AI writes code fast. But "fast" without "right" creates bugs, technical debt, and features that miss the point.

"Why not just tell Claude to be careful?"

You can. And it helps. But AI-generated code has structural failure patterns that "be careful" doesn't address. These aren't sloppiness — they're limitations of how LLMs generate code:

  • Missing behaviors — AI builds the happy path, skips edge cases. Rate limiting? Error recovery? Never implemented.
  • Wrong problem solved — Feature works perfectly, but nobody asked for it. All tests pass, wrong thing built.
  • Over-engineering — AI creates factories, strategies, and abstractions for something used exactly once.
  • Hallucinated APIs — AI calls methods that don't exist. It's confident they do.
  • Missing wiring — New code never registered in routing, DI, or config. The code itself is correct; the integration is missing.

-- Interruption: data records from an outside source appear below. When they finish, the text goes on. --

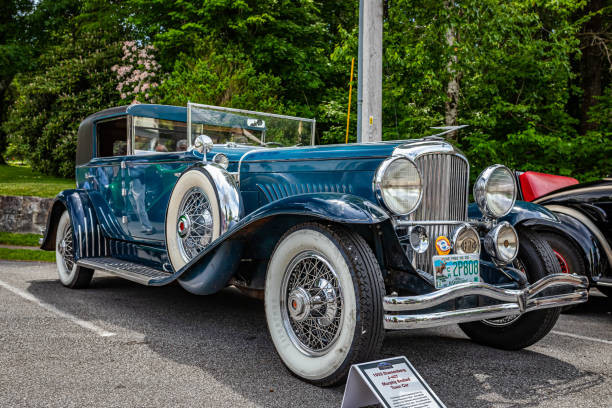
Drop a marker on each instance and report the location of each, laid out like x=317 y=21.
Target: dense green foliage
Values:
x=22 y=180
x=534 y=77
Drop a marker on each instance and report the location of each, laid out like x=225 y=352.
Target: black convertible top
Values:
x=85 y=134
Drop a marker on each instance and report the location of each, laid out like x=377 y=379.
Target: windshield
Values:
x=227 y=125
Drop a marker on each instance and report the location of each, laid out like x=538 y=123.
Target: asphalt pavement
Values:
x=125 y=345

These map to three unanswered questions:

| Question | What Goes Wrong Without It | |----------|---------------------------| | Did we solve the problem? | Feature works but nobody uses it. Wrong problem solved. | | Does it do the right things? | Happy path works, edge cases ship broken. | | Does the code work? | Tests pass, but they test implementation details, not behaviors. |

Most AI tools answer only the third. Temper answers all three.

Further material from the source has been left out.